O governo do Canadá recebeu autorização do Tribunal Federal para que o Serviço de Inteligência de Segurança (CSIS) invada roteadores, servidores e outros dispositivos de residências e empresas quando identificados como parte de botnets controladas por agentes estrangeiros. A medida, emitida em 2024 e agora parcialmente desclassificada, visa desativar infraestruturas maliciosas antes que sejam usadas em ataques contra alvos canadenses.
De acordo com o CSIS, a ação não tem caráter de vigilância sobre os cidadãos, mas sim de mitigação de riscos. Dispositivos como câmeras, DVRs, TVs conectadas e roteadores SOHO podem ser sequestrados silenciosamente e incorporados a redes de computadores infectados, conhecidas como botnets, que passam despercebidas pelo usuário enquanto executam comandos de terceiros.
Quando o tráfego malicioso parte de um equipamento doméstico, torna-se mais difícil rastrear sua origem e responsabilizar os reais autores.
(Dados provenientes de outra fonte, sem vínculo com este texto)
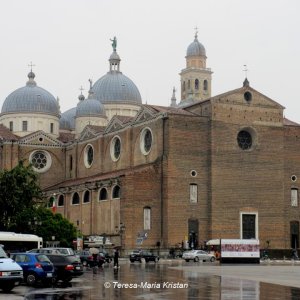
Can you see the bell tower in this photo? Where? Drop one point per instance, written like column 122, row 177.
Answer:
column 196, row 77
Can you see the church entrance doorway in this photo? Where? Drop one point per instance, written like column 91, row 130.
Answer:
column 193, row 229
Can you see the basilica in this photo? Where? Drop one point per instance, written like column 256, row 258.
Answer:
column 148, row 176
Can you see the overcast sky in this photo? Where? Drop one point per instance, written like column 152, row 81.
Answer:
column 68, row 41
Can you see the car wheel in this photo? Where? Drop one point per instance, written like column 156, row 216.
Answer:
column 67, row 280
column 8, row 287
column 31, row 279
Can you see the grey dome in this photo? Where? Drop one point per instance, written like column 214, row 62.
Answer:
column 195, row 48
column 116, row 87
column 67, row 120
column 31, row 98
column 114, row 56
column 90, row 107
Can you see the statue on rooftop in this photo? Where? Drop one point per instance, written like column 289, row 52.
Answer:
column 114, row 43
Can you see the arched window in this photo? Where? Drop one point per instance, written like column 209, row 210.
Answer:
column 116, row 192
column 193, row 193
column 71, row 162
column 86, row 197
column 75, row 199
column 88, row 156
column 103, row 194
column 61, row 200
column 294, row 197
column 294, row 231
column 147, row 218
column 115, row 148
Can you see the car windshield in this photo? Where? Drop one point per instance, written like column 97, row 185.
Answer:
column 66, row 251
column 42, row 258
column 2, row 253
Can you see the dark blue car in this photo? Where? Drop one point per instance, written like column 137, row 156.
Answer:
column 37, row 268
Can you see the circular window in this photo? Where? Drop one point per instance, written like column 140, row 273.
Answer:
column 40, row 160
column 115, row 148
column 294, row 178
column 146, row 141
column 244, row 140
column 88, row 156
column 193, row 173
column 248, row 96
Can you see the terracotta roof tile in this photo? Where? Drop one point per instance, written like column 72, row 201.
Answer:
column 6, row 134
column 66, row 137
column 288, row 122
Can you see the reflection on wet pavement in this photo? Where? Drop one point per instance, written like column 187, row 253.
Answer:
column 159, row 281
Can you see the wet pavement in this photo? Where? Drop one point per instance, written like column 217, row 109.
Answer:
column 175, row 280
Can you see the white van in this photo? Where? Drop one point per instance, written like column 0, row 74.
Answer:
column 11, row 274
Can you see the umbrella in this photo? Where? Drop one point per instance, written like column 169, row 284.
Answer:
column 94, row 250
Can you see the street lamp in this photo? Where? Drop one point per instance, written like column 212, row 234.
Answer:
column 34, row 224
column 122, row 231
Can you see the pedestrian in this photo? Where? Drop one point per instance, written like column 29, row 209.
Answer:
column 116, row 258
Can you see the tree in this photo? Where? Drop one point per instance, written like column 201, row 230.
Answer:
column 19, row 190
column 51, row 225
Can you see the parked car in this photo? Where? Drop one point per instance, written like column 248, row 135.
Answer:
column 105, row 254
column 197, row 255
column 36, row 267
column 11, row 274
column 53, row 250
column 87, row 259
column 138, row 255
column 66, row 266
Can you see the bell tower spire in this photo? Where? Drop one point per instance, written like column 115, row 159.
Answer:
column 196, row 77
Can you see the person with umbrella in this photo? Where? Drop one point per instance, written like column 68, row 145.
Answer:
column 116, row 258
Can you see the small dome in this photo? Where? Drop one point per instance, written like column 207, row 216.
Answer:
column 31, row 98
column 67, row 119
column 114, row 56
column 195, row 48
column 116, row 87
column 90, row 107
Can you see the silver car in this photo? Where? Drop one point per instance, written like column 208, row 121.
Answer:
column 197, row 255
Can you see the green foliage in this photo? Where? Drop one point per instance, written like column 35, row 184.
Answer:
column 18, row 190
column 51, row 225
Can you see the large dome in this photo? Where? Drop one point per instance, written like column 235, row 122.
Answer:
column 67, row 120
column 116, row 87
column 31, row 98
column 90, row 107
column 195, row 48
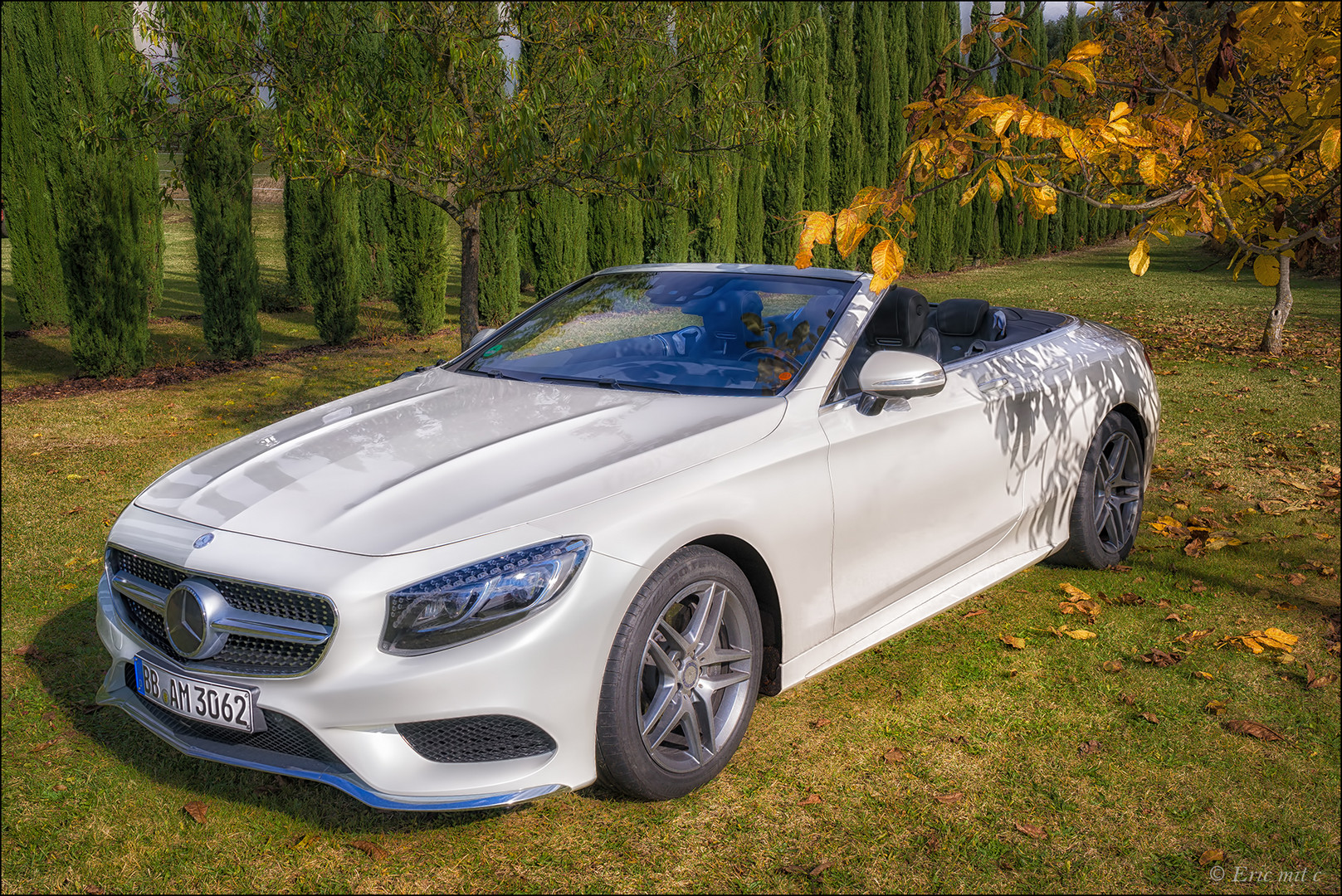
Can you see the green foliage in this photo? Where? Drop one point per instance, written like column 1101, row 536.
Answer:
column 666, row 231
column 58, row 75
column 417, row 232
column 844, row 139
column 217, row 164
column 711, row 217
column 500, row 280
column 942, row 27
column 32, row 185
column 984, row 241
column 300, row 232
column 615, row 231
column 785, row 87
column 896, row 56
column 559, row 234
column 820, row 121
column 109, row 326
column 872, row 93
column 336, row 263
column 373, row 199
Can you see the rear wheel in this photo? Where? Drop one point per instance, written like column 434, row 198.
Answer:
column 681, row 680
column 1107, row 507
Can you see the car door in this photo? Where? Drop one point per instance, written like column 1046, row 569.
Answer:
column 921, row 489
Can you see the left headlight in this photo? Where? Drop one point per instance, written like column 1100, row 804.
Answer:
column 467, row 602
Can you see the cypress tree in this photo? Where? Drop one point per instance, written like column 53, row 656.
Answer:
column 104, row 265
column 1039, row 41
column 666, row 228
column 749, row 189
column 615, row 231
column 217, row 165
column 785, row 182
column 417, row 234
column 500, row 280
column 373, row 196
column 300, row 232
column 872, row 94
column 102, row 215
column 896, row 58
column 557, row 231
column 844, row 137
column 32, row 109
column 822, row 124
column 336, row 263
column 920, row 74
column 984, row 241
column 939, row 32
column 964, row 234
column 54, row 73
column 1011, row 211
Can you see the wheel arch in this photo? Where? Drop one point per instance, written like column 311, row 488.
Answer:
column 1144, row 432
column 756, row 570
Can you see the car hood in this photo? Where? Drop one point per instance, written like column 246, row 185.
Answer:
column 442, row 456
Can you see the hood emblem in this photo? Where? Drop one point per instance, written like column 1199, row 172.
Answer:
column 189, row 615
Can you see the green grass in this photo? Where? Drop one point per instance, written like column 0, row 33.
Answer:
column 90, row 800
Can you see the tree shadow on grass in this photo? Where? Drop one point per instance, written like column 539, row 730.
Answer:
column 71, row 663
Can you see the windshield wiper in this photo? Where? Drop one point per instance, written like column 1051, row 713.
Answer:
column 493, row 374
column 611, row 384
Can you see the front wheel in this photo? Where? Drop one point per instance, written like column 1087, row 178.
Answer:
column 1107, row 507
column 681, row 680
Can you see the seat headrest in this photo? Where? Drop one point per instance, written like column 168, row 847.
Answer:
column 961, row 317
column 900, row 321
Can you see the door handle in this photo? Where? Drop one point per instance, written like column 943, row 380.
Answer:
column 993, row 385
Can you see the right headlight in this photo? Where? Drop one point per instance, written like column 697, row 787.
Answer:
column 467, row 602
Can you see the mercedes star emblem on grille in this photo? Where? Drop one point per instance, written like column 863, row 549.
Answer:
column 189, row 615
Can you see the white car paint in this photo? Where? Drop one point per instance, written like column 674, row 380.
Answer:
column 867, row 524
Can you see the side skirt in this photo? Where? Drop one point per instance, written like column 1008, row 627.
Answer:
column 928, row 601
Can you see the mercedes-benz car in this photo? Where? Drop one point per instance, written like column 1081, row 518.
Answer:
column 581, row 549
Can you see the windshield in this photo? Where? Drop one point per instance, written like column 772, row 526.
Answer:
column 702, row 332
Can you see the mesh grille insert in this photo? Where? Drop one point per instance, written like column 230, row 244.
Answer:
column 478, row 738
column 282, row 734
column 256, row 598
column 242, row 655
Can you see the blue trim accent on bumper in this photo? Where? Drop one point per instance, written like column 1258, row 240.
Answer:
column 237, row 756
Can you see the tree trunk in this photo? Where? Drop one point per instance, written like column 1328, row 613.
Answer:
column 470, row 274
column 1276, row 319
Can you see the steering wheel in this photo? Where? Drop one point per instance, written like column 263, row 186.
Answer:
column 776, row 367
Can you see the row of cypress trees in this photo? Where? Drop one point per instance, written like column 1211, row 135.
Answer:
column 82, row 208
column 89, row 241
column 846, row 76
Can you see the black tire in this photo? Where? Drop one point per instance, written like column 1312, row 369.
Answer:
column 695, row 695
column 1107, row 509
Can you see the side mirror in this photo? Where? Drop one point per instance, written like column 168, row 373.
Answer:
column 900, row 374
column 482, row 336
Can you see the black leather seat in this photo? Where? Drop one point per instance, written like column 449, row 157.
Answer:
column 900, row 322
column 963, row 322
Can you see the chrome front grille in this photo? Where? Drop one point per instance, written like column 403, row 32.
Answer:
column 271, row 632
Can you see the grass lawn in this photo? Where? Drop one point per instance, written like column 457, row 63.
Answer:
column 1070, row 777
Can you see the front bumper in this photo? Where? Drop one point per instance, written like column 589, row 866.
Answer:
column 545, row 671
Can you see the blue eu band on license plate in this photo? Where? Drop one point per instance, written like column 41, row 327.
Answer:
column 195, row 698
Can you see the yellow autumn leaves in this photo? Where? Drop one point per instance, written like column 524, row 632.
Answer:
column 847, row 230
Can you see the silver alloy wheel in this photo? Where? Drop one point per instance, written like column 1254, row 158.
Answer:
column 695, row 679
column 1118, row 493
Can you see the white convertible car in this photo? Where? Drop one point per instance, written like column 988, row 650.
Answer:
column 581, row 549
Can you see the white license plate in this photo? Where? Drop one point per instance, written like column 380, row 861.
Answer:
column 199, row 699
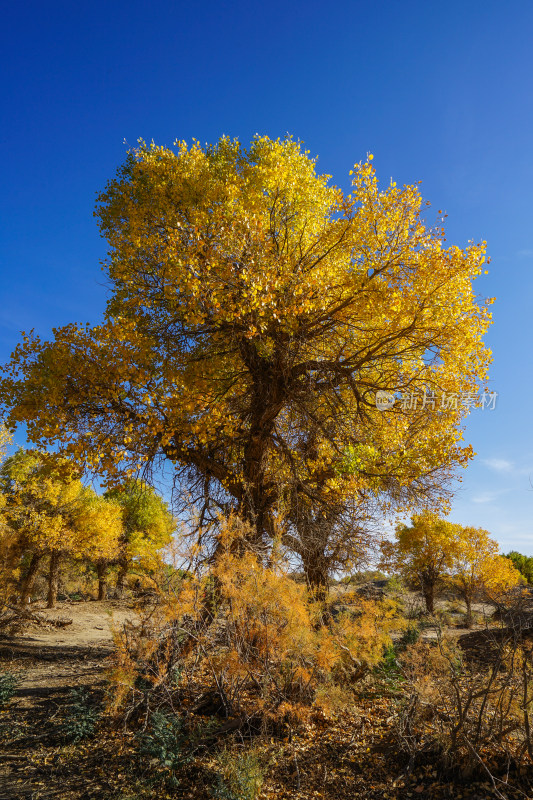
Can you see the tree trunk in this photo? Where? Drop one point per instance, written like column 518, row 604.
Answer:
column 121, row 576
column 468, row 617
column 428, row 590
column 316, row 575
column 53, row 578
column 29, row 580
column 101, row 571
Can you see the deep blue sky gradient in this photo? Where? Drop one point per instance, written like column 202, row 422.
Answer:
column 438, row 92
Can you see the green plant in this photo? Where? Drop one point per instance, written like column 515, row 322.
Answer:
column 81, row 717
column 395, row 584
column 240, row 778
column 172, row 742
column 8, row 683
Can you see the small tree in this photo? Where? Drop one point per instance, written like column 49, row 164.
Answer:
column 147, row 527
column 423, row 553
column 478, row 570
column 524, row 564
column 54, row 515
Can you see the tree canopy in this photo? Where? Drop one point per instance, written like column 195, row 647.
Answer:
column 255, row 311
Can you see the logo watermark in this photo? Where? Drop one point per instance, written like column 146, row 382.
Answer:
column 443, row 401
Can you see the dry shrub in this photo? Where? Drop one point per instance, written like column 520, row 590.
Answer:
column 474, row 719
column 244, row 640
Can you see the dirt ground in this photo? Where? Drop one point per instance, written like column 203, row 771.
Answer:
column 335, row 762
column 49, row 663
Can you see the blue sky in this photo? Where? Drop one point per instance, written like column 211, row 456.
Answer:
column 438, row 92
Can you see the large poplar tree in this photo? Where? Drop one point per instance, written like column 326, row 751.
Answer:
column 252, row 302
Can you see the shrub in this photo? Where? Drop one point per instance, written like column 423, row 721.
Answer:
column 240, row 776
column 168, row 741
column 470, row 718
column 266, row 644
column 81, row 717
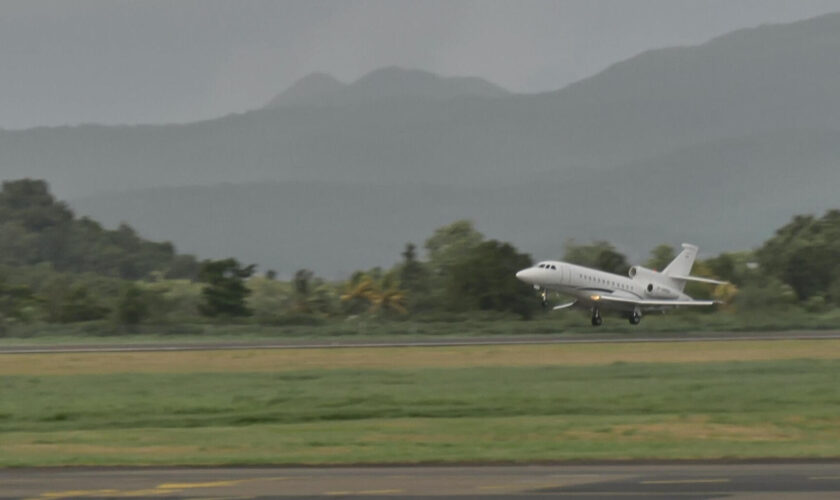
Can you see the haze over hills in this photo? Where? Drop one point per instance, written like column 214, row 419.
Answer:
column 717, row 144
column 386, row 84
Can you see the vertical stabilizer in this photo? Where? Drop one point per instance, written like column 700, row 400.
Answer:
column 681, row 266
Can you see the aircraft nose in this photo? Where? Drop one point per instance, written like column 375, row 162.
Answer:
column 525, row 275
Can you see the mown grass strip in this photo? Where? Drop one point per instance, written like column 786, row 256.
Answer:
column 233, row 361
column 657, row 410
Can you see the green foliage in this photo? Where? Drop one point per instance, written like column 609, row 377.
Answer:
column 225, row 292
column 599, row 255
column 133, row 306
column 450, row 243
column 805, row 254
column 485, row 279
column 35, row 228
column 76, row 304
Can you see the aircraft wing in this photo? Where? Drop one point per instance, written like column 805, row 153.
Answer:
column 657, row 303
column 699, row 280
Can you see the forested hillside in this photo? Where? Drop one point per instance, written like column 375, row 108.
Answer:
column 35, row 229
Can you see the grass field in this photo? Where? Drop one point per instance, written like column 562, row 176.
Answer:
column 454, row 325
column 477, row 403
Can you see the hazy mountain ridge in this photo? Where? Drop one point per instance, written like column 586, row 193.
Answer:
column 745, row 83
column 719, row 199
column 385, row 84
column 730, row 138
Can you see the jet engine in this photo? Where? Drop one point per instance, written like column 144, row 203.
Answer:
column 654, row 288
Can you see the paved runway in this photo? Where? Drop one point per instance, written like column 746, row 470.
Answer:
column 332, row 343
column 679, row 481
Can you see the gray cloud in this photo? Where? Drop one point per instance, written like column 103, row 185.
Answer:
column 110, row 61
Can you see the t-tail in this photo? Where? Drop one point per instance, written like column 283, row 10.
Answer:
column 679, row 270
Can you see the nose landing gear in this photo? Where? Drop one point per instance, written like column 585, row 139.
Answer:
column 596, row 317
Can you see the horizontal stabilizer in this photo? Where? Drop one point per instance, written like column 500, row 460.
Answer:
column 699, row 280
column 564, row 306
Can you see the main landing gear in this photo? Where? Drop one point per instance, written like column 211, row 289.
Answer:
column 596, row 317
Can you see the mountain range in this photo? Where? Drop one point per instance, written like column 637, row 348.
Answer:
column 717, row 144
As botnets servem a fins variados: desde ataques de negação de serviço (DDoS) até a realização de varreduras em redes e a propagação de malware em outras máquinas.
Mandado e restrições judiciais
O mandado obtido pelo CSIS autoriza o acesso técnico aos dispositivos comprometidos para remover o software malicioso e interromper a operação das botnets. A decisão judicial estipula que apenas o malware e os dispositivos infectados serão alvo das ações, proibindo a coleta de dados pessoais dos proprietários ou a interceptação de comunicações.
Segundo o tribunal, qualquer informação obtida inadvertidamente será destruída, e a identidade dos usuários não será investigada. O objetivo principal é evitar potenciais ataques a infraestruturas críticas, consideradas vulneráveis caso as botnets sejam acionadas contra instituições governamentais, empresas ou sistemas de energia.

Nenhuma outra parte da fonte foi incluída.